Un gusto di incompiuto

Delusione, scoramento e una buona dose di frustrazione accompagnano l’uscita di scena di un Ambrì Piotta che, ancora una volta, ha fallito l’assalto ai playoff. L’opportunità di tornare a fare parte delle otto elette del campionato era ghiotta, ma i biancoblù l’hanno clamorosamente sprecata, disputando due serie di play-in non all’altezza delle aspettative e del potenziale a disposizione. Distogliere l’attenzione dalle proprie lacune puntando il dito contro la classe arbitrale – pur riconoscendo i meriti degli avversari – è stato poco elegante: nascondere la testa sotto la sabbia è un intralcio ad un auspicato salto di qualità che, alla resa dei conti, non c’è stato.
La mossa ha funzionato: oggi la maggior parte del popolo biancoblù attribuisce ai direttori di gara la responsabilità dell’eliminazione. Troppo semplice, troppo riduttivo. Nessuno mette in dubbio il grave errore dei fischietti, ma la crescita di un club sportivo passa anche dalla lucidità con la quale si analizzano successi e sconfitte. Occorre allora ribadirlo: chi perde tre delle quattro sfide disputate nei play-in, concedendo dieci reti in 120 minuti ad una formazione generosa ma tutt’altro che irresistibile come il Kloten, non merita di accedere ai giochi per il titolo. In altre parole, dopo un 2025 estremamente promettente in termini di crescita e di risultati, l’Ambrì Piotta si è sciolto sul più bello. No, la stagione dei leventinesi non è stata assolutamente fallimentare, ma ormai da qualche anno a questa parte, a bocce ferme, rimane un amaro gusto di incompiuto. Di vorrei, ma non ci riesco. Alla Gottardo Arena il popolo biancoblù si è spesso divertito e l’Ambrì Piotta ha saputo offrire emozioni forti, figlie soprattutto di uno spirito di resilienza al di sopra della media. Non è mai crollata, la squadra di Luca Cereda, che al tempo stesso però – lo testimoniano i 24 overtime disputati – non è mai stata davvero in grado di effettuare un concreto passo in avanti rispetto ad un anno fa. Rimane insomma una fragilità strutturale che gli otto anni della gestione Cereda non sono stati in grado di stabilizzare. Con l’aggravante di un effettivo sulla carta molto più competitivo rispetto al recente passato. Gli sforzi del club e di Paolo Duca – leggasi gli ingaggi di Curran, ma soprattutto quelli di un fuoriclasse come Kubalik e di un trascinatore nato come DiDomenico – non sono insomma stati premiati dai risultati.

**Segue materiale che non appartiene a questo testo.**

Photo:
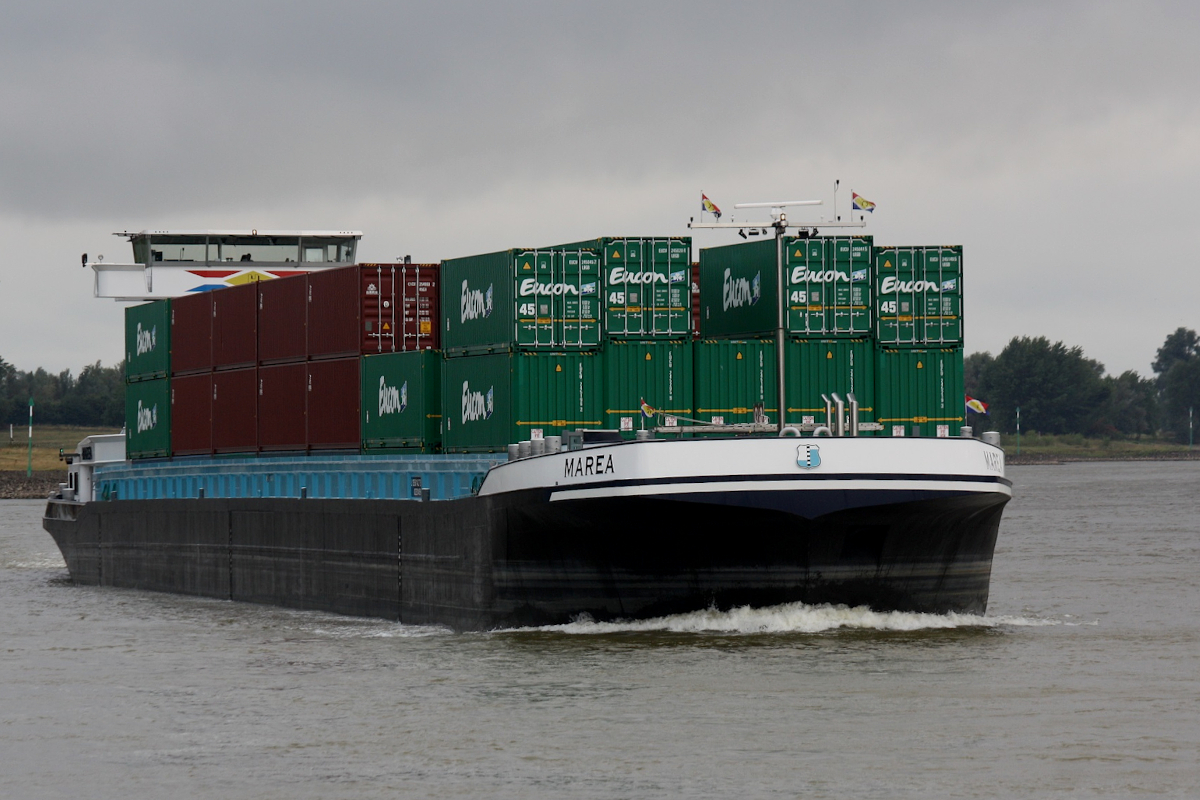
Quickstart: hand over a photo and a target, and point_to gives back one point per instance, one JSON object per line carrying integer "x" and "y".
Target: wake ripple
{"x": 793, "y": 618}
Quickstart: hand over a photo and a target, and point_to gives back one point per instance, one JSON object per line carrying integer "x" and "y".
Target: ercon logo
{"x": 477, "y": 405}
{"x": 804, "y": 275}
{"x": 739, "y": 292}
{"x": 147, "y": 338}
{"x": 531, "y": 287}
{"x": 894, "y": 284}
{"x": 148, "y": 417}
{"x": 391, "y": 400}
{"x": 619, "y": 276}
{"x": 474, "y": 304}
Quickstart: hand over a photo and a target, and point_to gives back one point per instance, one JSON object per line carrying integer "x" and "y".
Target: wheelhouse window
{"x": 271, "y": 250}
{"x": 328, "y": 250}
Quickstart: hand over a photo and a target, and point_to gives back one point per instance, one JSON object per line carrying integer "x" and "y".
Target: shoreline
{"x": 15, "y": 485}
{"x": 1042, "y": 459}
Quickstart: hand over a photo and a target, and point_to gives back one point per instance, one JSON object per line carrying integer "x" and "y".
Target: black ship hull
{"x": 517, "y": 559}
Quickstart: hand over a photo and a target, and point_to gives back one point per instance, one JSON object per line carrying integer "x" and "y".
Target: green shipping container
{"x": 148, "y": 419}
{"x": 738, "y": 290}
{"x": 148, "y": 341}
{"x": 733, "y": 376}
{"x": 922, "y": 389}
{"x": 828, "y": 286}
{"x": 919, "y": 295}
{"x": 646, "y": 286}
{"x": 827, "y": 366}
{"x": 521, "y": 300}
{"x": 658, "y": 372}
{"x": 402, "y": 402}
{"x": 492, "y": 401}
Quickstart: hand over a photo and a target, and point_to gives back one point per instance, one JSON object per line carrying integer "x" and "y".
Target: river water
{"x": 1083, "y": 680}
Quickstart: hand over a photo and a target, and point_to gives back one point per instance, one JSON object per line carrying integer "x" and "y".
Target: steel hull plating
{"x": 621, "y": 547}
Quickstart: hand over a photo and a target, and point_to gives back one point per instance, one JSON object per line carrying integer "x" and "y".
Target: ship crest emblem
{"x": 808, "y": 456}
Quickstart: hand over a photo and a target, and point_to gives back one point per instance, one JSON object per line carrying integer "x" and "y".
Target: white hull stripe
{"x": 966, "y": 485}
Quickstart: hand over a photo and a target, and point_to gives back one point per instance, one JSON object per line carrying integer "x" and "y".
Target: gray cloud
{"x": 1050, "y": 140}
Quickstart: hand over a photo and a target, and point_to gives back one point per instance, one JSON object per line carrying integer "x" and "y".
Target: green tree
{"x": 1181, "y": 346}
{"x": 1131, "y": 408}
{"x": 1179, "y": 380}
{"x": 1057, "y": 389}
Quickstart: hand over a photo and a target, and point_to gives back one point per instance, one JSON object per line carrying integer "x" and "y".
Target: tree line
{"x": 95, "y": 398}
{"x": 1060, "y": 390}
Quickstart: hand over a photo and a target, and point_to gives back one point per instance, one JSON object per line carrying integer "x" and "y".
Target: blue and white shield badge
{"x": 808, "y": 456}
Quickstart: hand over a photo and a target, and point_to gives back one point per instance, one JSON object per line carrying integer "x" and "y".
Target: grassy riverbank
{"x": 47, "y": 440}
{"x": 1042, "y": 449}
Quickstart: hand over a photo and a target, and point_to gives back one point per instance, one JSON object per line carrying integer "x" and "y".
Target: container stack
{"x": 521, "y": 340}
{"x": 309, "y": 362}
{"x": 919, "y": 336}
{"x": 487, "y": 350}
{"x": 148, "y": 379}
{"x": 543, "y": 341}
{"x": 647, "y": 329}
{"x": 828, "y": 326}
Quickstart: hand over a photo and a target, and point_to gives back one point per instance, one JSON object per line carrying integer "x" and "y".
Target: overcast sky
{"x": 1059, "y": 143}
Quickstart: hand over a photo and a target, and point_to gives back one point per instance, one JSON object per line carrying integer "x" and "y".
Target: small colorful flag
{"x": 861, "y": 203}
{"x": 976, "y": 405}
{"x": 708, "y": 205}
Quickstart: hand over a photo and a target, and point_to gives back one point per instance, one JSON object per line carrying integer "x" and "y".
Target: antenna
{"x": 780, "y": 224}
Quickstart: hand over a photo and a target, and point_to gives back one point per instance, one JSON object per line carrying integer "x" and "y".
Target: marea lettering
{"x": 619, "y": 276}
{"x": 531, "y": 287}
{"x": 895, "y": 284}
{"x": 585, "y": 465}
{"x": 148, "y": 417}
{"x": 739, "y": 292}
{"x": 391, "y": 400}
{"x": 477, "y": 405}
{"x": 804, "y": 275}
{"x": 474, "y": 304}
{"x": 147, "y": 338}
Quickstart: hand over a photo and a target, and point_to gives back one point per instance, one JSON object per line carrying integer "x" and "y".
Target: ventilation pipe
{"x": 839, "y": 427}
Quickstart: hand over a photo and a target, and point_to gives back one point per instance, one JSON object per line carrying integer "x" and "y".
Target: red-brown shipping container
{"x": 191, "y": 334}
{"x": 333, "y": 405}
{"x": 283, "y": 319}
{"x": 191, "y": 415}
{"x": 281, "y": 407}
{"x": 335, "y": 314}
{"x": 695, "y": 300}
{"x": 235, "y": 326}
{"x": 235, "y": 410}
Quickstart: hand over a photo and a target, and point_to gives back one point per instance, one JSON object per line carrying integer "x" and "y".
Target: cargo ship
{"x": 595, "y": 450}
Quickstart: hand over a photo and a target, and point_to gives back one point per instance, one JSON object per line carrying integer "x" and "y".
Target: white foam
{"x": 792, "y": 618}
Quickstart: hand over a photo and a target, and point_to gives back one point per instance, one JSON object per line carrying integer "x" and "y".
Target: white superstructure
{"x": 173, "y": 263}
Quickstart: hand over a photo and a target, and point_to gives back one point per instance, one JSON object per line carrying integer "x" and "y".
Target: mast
{"x": 779, "y": 222}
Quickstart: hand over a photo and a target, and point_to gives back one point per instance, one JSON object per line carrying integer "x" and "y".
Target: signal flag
{"x": 861, "y": 203}
{"x": 976, "y": 405}
{"x": 708, "y": 205}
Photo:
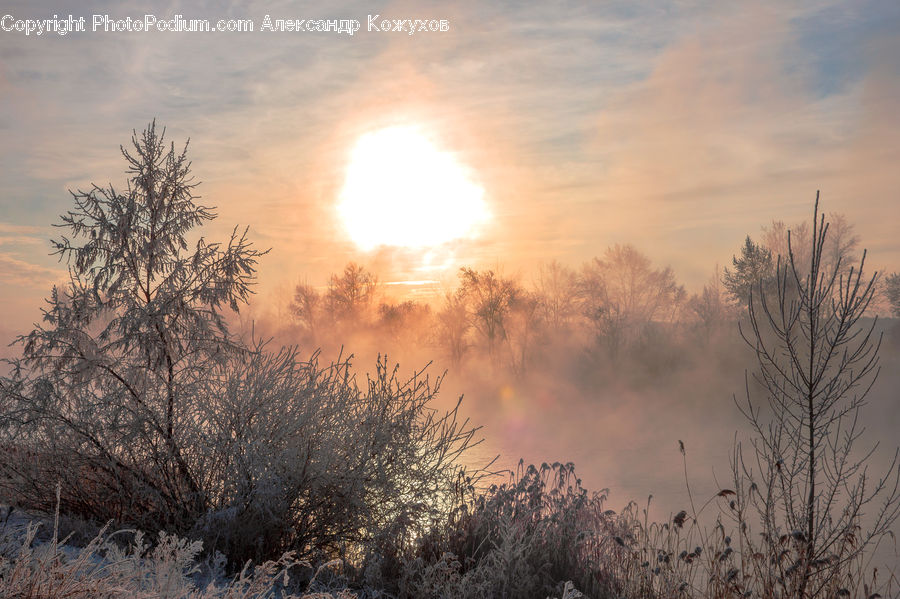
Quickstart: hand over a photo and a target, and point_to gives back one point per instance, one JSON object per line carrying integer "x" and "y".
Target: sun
{"x": 401, "y": 190}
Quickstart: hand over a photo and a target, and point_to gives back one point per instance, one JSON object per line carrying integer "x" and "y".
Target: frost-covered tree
{"x": 805, "y": 495}
{"x": 113, "y": 368}
{"x": 134, "y": 396}
{"x": 755, "y": 265}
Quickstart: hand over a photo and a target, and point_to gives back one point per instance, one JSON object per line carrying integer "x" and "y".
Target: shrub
{"x": 138, "y": 400}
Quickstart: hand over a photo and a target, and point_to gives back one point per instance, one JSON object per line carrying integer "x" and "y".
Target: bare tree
{"x": 806, "y": 482}
{"x": 489, "y": 298}
{"x": 351, "y": 295}
{"x": 622, "y": 294}
{"x": 305, "y": 308}
{"x": 557, "y": 293}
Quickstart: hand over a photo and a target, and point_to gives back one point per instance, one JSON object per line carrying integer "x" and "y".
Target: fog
{"x": 617, "y": 412}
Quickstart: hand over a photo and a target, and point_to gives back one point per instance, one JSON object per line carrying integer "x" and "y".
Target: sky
{"x": 679, "y": 127}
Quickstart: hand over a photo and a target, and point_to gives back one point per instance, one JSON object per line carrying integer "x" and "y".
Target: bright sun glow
{"x": 402, "y": 191}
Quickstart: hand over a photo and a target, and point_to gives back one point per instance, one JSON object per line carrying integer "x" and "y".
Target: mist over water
{"x": 618, "y": 418}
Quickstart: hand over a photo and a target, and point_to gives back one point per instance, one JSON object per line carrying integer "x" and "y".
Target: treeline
{"x": 618, "y": 306}
{"x": 135, "y": 402}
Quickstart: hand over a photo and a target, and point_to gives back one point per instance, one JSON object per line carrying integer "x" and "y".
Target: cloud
{"x": 20, "y": 273}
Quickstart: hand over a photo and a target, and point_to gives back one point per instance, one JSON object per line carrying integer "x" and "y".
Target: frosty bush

Affermare che l’obiettivo stagionale – i play-in – è stato raggiunto, è un altro ostacolo nel cammino verso traguardi più ambiziosi. È la tana dove si nasconde la dirigenza biancoblù per non caricare l’ambiente di troppa pressione. Chi si accontenta gode, dice il proverbio. Ma è davvero così? L’Ambrì Piotta vive ancora di rendita: nell’immaginario collettivo – un mito sapientemente intrattenuto da dirigenza e staff tecnico - quello leventinese rimane il club di montagna, con pochi mezzi a disposizione, che deve compiere i salti mortali per sopravvivere nell’impietoso mondo della National League. No, non è più così, nonostante la spada di Damocle dei rimborsi legati al coronavirus penda ancora sulla testa della società.
L’Ambrì Piotta ha compiuto investimenti importanti, il trasloco nella Gottardo Arena ha proiettato la società in una nuova dimensione e non è un caso che il club abbia chiuso la passata stagione nelle cifre nere. Deve insomma decidere cosa vuole fare da grande, la società del presidente Lombardi. Senza più giocare a nascondino. Perché, progressivamente, inizia a traballare anche la filosofia del club formatore. La politica dei giovani dell’Ambrì Piotta in verità non si discosta di molto da quella delle altre formazioni di NL, anche costrette da costi sempre più elevati – se così si può dire – a puntare su giovani promettenti. L’inebriante profumo dei playoff – e una migliore situazione finanziaria rispetto al passato - sta portando il club in un’altra direzione: da anni ormai il settore giovanile non produce elementi in grado di ritagliarsi uno spazio importante in prima squadra. E la squadra degli U20 ha chiuso la sua stagione regolare all’ultimissimo posto. Attenzione allora a non perdere la propria identità. Il «ricordiamoci chi siamo e da dove veniamo» rischierebbe di diventare una semplice dichiarazione di facciata.